Speaking with Crux on Wednesday, he said that this idea can be explained by the nature of the apparition, which is “very sophisticated.” It’s not only a Marian apparition, he said, but a Eucharistic one, with the Virgin and St. Joseph reportedly appearing together with an altar, the Lamb of God and several saints.

Gibbons noted there was no verbal message delivered by Mary, as is the case with Our Lady of Lourdes and Fatima.

This means that people of all walks of life visit the place, he said, particularly the Reconciliation Chapel, “and feel at peace, that they’re not judged.” The chapel, he said, “is the engine room of the shrine, where people come and feel renewed.”

Francis’s decision to visit the shrine, Gibbons said, is a recognition of not only the pilgrimage site, perhaps the most important in the British Isles, but it’s also a recognition of the people’s own devotion to the Virgin.

While his love for Mary is well-known, Francis is also a big fan of St. Joseph. He keeps an image of a sleeping Joseph in his bedroom, and every night he puts his worries, scrawled on a small slip paper, under the image.

Among the visitors to Knock, Gibbons said, there’s “a little bit of everything,” from those who come in to walk the grounds, as it has 100 acres of “manicured gardens” and who end up attending Mass or going to confession for the first time in years, to strong devotees who tour apparition sites around the world.

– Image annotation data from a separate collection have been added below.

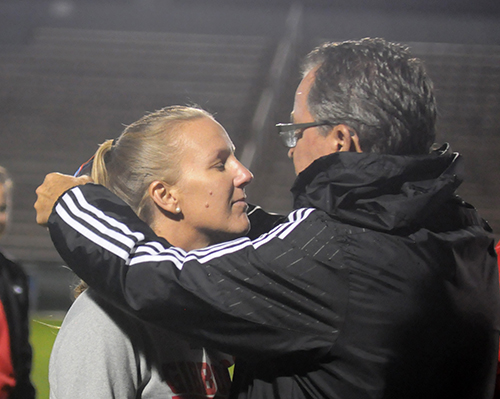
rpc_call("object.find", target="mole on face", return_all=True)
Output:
[205,191,214,208]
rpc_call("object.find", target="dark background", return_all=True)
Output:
[0,0,500,310]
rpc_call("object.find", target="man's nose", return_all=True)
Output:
[235,161,253,187]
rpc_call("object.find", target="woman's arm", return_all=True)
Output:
[49,184,344,357]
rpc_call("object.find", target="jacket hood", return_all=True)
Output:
[291,145,463,231]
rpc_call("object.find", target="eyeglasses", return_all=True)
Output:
[276,121,334,148]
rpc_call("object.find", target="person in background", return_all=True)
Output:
[0,166,35,399]
[35,39,500,399]
[49,106,253,399]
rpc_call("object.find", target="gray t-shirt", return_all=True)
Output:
[49,289,232,399]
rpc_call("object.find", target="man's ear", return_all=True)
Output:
[148,180,179,215]
[329,124,362,152]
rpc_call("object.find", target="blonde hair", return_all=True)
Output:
[92,105,213,224]
[74,105,213,298]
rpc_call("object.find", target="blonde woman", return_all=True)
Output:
[49,106,253,399]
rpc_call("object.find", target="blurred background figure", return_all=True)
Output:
[0,166,35,399]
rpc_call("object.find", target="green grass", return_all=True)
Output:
[30,315,62,399]
[30,315,233,399]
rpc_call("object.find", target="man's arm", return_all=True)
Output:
[48,184,337,358]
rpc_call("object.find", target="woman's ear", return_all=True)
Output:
[329,124,363,152]
[148,180,179,215]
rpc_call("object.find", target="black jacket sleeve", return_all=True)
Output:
[49,184,337,358]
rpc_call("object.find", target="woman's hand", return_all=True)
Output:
[34,173,92,226]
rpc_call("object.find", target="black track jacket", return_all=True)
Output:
[49,148,499,399]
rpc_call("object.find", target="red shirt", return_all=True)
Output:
[0,301,16,399]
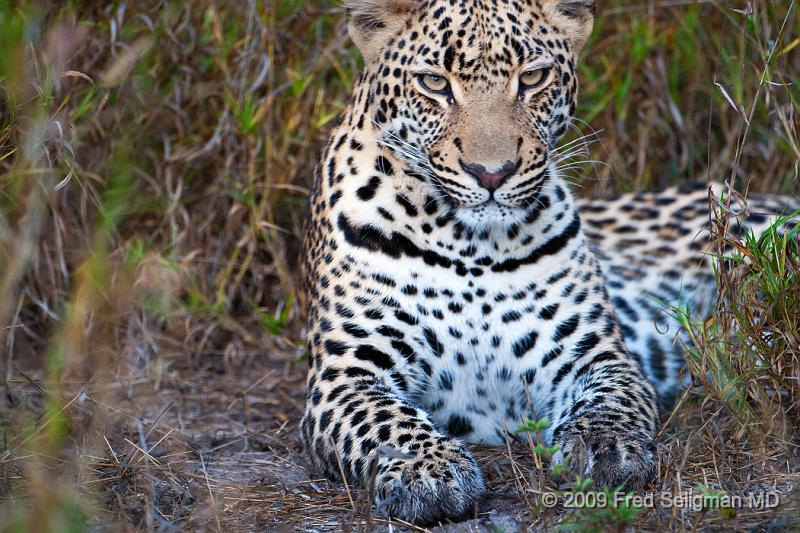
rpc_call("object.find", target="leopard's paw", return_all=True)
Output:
[375,441,485,525]
[553,428,656,491]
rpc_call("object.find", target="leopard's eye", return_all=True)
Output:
[519,68,550,90]
[417,74,450,94]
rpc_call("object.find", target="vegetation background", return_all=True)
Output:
[0,0,800,531]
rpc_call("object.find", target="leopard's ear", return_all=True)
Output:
[344,0,421,62]
[543,0,595,53]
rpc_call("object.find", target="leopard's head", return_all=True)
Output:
[345,0,594,225]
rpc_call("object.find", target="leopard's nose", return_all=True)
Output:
[459,160,521,192]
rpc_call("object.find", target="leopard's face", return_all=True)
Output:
[351,0,592,225]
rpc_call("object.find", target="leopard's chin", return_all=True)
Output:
[455,198,525,229]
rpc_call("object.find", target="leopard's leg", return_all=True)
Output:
[302,354,484,524]
[550,319,657,490]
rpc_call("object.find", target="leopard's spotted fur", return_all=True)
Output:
[302,0,800,523]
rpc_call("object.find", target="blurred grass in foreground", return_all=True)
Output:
[0,0,800,531]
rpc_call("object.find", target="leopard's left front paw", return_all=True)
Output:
[553,427,656,491]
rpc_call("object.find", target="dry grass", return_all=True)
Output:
[0,0,800,531]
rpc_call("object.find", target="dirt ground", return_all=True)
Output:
[5,348,788,532]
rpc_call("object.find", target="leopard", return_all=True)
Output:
[300,0,796,525]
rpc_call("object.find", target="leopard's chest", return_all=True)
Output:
[342,241,581,444]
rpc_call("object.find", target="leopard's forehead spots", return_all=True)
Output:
[404,2,567,81]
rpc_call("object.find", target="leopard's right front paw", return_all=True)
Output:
[553,428,656,491]
[376,442,485,525]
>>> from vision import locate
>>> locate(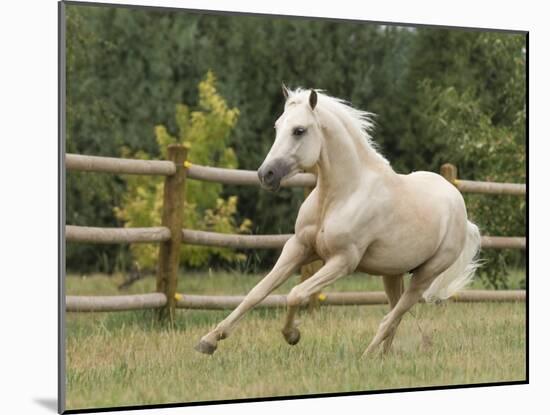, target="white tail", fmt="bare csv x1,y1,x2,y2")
423,221,481,302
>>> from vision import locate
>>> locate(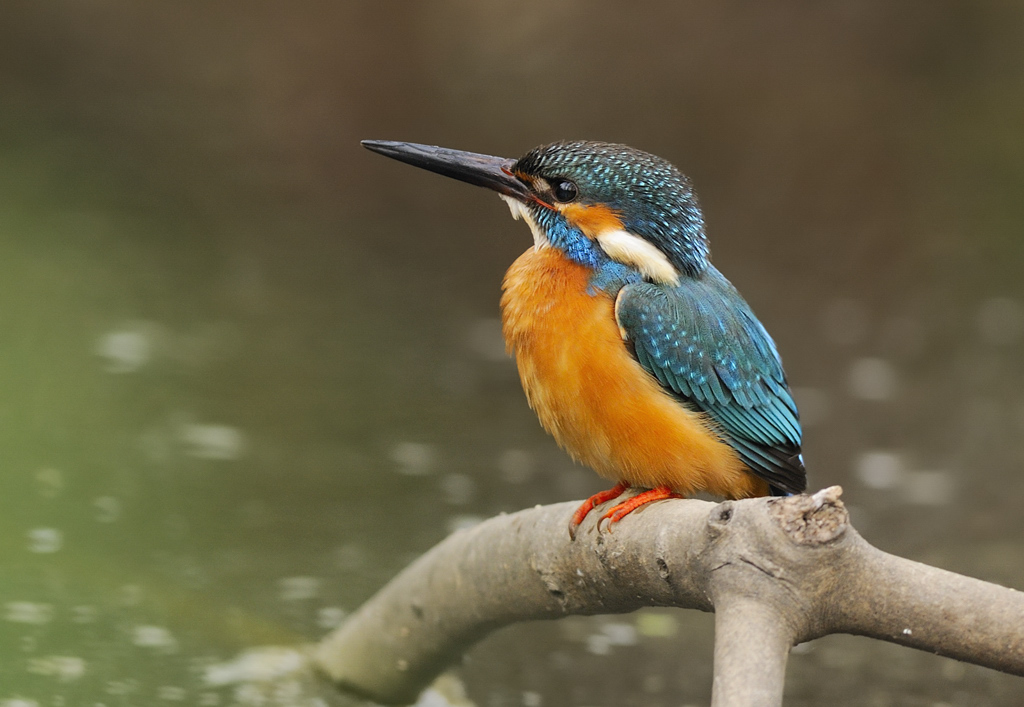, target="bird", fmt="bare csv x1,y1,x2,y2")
362,140,807,540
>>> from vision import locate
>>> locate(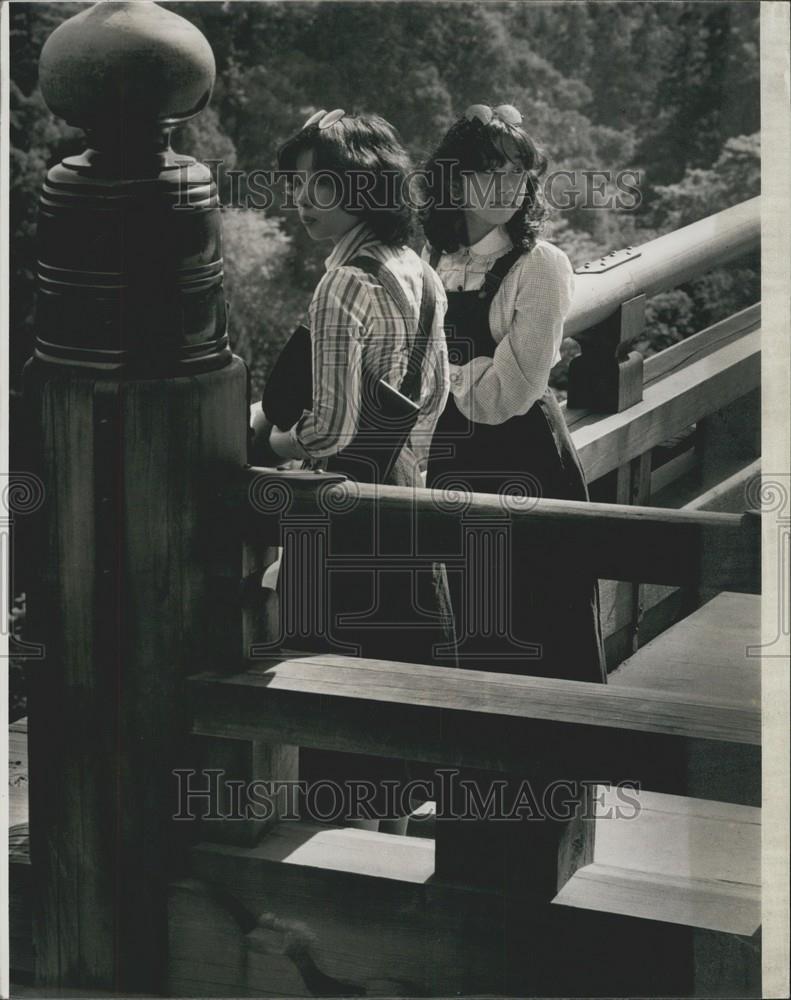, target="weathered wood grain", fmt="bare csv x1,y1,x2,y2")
554,787,761,936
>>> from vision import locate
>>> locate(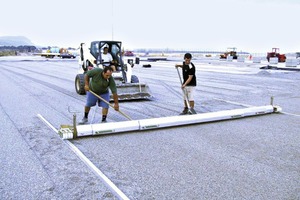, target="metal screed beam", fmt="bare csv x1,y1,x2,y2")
59,105,282,139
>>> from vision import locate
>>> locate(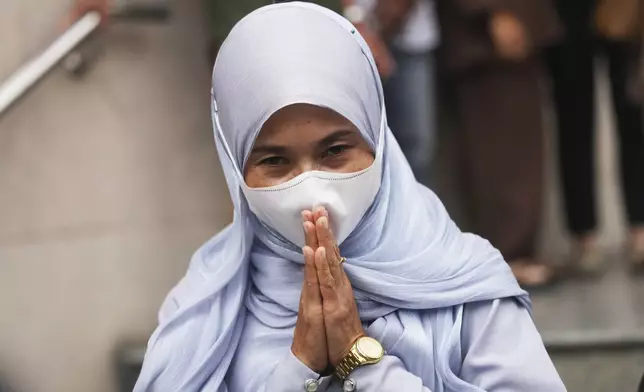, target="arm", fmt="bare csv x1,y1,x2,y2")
460,298,566,392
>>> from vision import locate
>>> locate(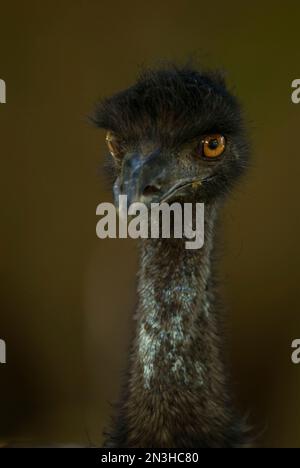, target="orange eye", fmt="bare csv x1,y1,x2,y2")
203,135,226,159
105,132,121,158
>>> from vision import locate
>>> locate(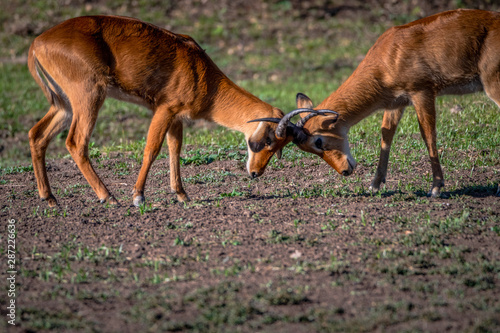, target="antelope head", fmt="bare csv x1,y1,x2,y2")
294,93,356,176
247,102,337,178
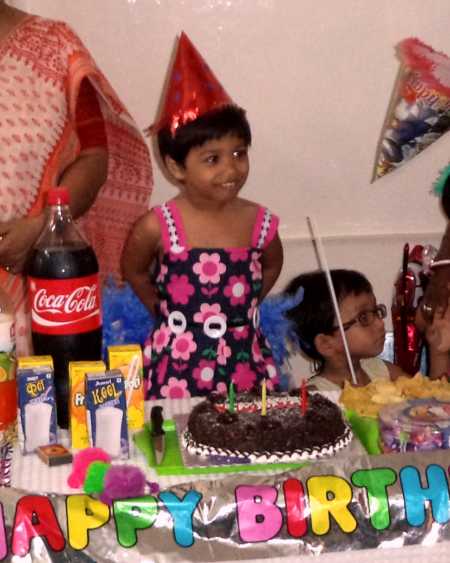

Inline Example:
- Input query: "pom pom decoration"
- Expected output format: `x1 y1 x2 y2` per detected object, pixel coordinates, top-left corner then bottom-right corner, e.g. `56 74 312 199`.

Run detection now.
83 461 111 495
259 287 303 388
67 448 111 489
102 278 155 357
100 465 146 506
373 38 450 179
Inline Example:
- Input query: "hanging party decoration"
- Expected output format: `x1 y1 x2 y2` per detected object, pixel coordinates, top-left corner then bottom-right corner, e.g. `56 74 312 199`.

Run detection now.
373 38 450 180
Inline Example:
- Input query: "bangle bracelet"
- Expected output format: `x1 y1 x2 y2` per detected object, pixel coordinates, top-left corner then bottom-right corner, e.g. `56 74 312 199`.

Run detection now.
430 260 450 268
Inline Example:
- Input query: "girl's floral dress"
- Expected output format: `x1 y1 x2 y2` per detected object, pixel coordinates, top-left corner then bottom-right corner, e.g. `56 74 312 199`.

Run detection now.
144 201 279 398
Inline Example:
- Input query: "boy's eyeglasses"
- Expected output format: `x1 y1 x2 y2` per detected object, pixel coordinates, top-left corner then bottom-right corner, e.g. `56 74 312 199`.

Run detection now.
333 303 387 330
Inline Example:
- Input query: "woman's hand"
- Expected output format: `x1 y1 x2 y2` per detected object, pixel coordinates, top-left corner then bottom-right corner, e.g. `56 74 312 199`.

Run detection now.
0 215 45 273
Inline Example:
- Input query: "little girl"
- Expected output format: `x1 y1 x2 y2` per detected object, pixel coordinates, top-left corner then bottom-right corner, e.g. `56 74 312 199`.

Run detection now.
119 34 283 398
285 270 450 391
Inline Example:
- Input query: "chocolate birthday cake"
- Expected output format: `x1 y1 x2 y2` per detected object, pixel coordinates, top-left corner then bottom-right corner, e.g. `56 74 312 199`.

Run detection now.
183 393 352 463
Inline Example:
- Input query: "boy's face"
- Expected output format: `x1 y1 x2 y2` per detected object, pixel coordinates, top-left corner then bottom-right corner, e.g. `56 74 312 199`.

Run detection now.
169 135 249 203
337 293 386 358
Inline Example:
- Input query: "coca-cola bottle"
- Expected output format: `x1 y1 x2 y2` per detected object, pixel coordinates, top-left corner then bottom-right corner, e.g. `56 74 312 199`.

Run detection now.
28 187 102 428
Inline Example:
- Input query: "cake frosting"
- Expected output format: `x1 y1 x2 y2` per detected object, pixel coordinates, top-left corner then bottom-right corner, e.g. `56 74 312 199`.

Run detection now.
183 392 352 463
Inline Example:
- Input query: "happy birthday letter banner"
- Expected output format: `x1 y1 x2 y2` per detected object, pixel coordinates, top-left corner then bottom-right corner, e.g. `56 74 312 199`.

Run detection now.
0 450 450 563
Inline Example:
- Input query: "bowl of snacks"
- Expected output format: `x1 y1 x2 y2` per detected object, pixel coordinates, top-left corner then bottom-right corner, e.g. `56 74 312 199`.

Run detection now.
339 373 450 454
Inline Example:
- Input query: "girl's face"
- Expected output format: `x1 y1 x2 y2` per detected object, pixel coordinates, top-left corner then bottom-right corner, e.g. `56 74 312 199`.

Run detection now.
175 135 249 203
339 293 386 358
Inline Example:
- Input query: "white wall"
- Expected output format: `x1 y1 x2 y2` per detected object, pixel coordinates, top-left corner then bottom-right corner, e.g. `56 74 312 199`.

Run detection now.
11 0 450 378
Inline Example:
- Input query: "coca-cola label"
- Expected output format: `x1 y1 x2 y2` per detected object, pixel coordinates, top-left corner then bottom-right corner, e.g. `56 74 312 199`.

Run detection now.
28 274 102 334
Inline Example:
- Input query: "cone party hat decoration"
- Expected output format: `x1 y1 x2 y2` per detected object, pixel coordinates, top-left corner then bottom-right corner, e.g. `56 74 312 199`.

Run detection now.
151 32 233 135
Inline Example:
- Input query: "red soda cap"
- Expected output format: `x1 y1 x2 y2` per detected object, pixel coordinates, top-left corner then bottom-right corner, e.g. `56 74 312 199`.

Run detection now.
47 186 70 205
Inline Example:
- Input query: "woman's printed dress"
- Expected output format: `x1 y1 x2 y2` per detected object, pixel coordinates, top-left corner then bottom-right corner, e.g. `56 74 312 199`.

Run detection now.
144 201 279 398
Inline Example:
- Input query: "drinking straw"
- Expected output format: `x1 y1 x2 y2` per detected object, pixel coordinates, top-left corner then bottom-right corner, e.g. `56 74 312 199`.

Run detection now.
306 217 358 385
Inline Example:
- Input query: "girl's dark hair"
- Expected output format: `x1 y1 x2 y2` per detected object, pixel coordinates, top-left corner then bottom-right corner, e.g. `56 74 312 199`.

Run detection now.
158 105 252 166
285 270 373 372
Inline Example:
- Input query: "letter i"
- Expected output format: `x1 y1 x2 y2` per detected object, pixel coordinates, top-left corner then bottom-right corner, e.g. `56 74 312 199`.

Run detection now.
283 479 308 538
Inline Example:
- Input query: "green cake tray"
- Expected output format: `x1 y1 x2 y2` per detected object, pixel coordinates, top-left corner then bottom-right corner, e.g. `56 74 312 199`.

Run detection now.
133 419 308 476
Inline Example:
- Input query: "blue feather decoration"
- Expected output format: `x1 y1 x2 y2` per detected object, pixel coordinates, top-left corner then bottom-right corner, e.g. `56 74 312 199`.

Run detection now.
102 279 155 357
259 287 304 388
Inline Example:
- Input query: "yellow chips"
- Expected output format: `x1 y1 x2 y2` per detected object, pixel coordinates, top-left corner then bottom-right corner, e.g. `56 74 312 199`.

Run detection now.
340 373 450 418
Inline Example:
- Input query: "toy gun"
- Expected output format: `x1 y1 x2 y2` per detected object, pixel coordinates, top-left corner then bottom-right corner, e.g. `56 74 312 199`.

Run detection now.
391 244 427 375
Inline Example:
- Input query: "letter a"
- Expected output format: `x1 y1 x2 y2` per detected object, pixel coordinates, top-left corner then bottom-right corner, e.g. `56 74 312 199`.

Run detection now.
12 495 66 557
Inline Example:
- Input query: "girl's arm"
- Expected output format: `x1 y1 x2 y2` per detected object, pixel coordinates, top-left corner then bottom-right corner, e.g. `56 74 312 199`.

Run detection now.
260 233 283 301
121 211 161 314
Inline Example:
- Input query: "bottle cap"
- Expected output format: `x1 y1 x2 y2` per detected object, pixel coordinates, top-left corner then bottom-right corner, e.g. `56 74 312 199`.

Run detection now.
47 186 70 205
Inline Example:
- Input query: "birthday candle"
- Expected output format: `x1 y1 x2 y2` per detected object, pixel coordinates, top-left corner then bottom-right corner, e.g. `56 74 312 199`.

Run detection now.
261 379 267 416
301 380 308 416
228 381 236 412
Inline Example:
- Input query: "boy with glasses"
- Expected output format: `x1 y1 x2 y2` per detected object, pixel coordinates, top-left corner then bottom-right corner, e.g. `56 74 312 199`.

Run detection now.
285 269 449 391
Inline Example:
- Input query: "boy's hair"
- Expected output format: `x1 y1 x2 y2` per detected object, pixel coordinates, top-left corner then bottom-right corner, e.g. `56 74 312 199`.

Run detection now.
158 105 252 166
285 269 373 372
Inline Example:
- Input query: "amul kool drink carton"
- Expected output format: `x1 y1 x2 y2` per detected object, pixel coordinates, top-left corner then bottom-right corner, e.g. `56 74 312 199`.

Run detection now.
86 369 129 459
17 365 57 453
108 344 144 430
69 362 106 450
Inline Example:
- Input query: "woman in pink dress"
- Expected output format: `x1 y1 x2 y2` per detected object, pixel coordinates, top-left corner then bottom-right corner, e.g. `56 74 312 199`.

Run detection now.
0 0 152 353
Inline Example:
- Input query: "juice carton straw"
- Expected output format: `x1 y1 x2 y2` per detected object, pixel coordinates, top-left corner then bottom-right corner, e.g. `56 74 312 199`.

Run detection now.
86 370 129 459
69 361 106 450
17 366 57 453
108 344 144 430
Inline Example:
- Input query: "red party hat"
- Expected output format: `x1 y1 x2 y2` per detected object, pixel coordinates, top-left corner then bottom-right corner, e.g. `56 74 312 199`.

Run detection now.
151 31 233 135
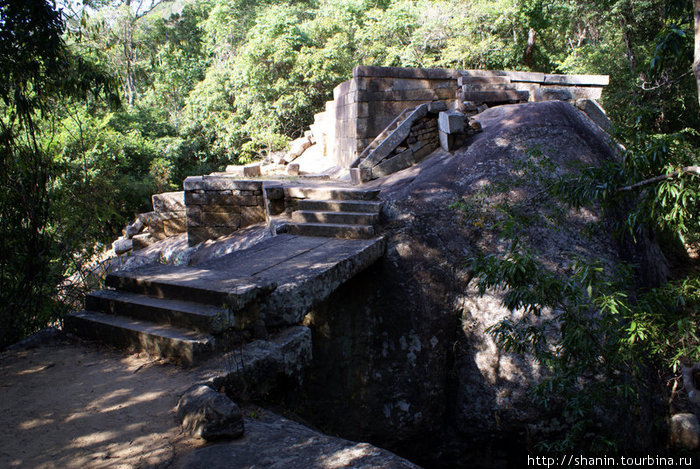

Locals agree that the reported apparition in Knock, as well as John Paul II’s visit, helped to reshape the town’s destiny – which, in the late 1800s, was little more than an obscure bogside village in County Mayo.

For instance, the late Monsignor James Horan, the shrine’s parish priest, was instrumental in not only the growth of the basilica but also in the development of the area. He campaigned for an international airport to be set up in Knock, with flights coming from places such as New York and Boston (often en route to Dublin).

According to Gibbons, his successor, Horan will be “smiling down from heaven at the fact that the airport will be used by the greatest pilgrim of our day, Pope Francis.”

He’s also convinced that the papal visit will serve to increase the shrine’s popularity, which he hopes will allow more people to benefit from “the unavoidable sense of peace” he said one experiences when praying here.